The architecture of early-life immunity
The architecture of early-life immunity
Pregnancy is a remarkable biological balancing act. During pregnancy, a mother’s immune system must protect both herself and her unborn child from infections while at the same time tolerating the developing fetus. When this balance is disturbed, complications such as preterm birth and fetal growth restriction can occur. These complications affect millions of pregnancies worldwide and can have lifelong consequences for children.
This thesis of Sharon Eskander explores how the immune system develops and functions before birth. By studying the fetal brain, the placenta, and fetal blood, it provides new insights into the complex interactions between maternal, placental, and fetal immunity.
One focus of this work was microglia, the immune cells of the developing brain. These cells play an important role in shaping brain development. The research shows that human microglia already acquire immune-sensing properties early in pregnancy, suggesting that the prenatal environment may influence brain development much earlier than previously thought.
The thesis also investigates placental macrophages, specialized immune cells that help maintain a healthy pregnancy.
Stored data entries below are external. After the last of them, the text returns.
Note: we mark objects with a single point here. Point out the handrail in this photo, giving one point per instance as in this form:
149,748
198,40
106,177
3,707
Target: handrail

A new method was developed to isolate these cells while minimizing artificial changes caused by laboratory procedures, allowing researchers to study them more accurately.
Finally, advanced multi-omics technologies were used to investigate immune changes associated with preterm birth and fetal growth restriction. The results reveal distinct immune signatures for these complications and identify potential biomarkers that may help predict adverse pregnancy outcomes in the future.
Together, these findings improve our understanding of how the immune system shapes early life and may contribute to better diagnostic tools and interventions to improve the health of both mothers and children.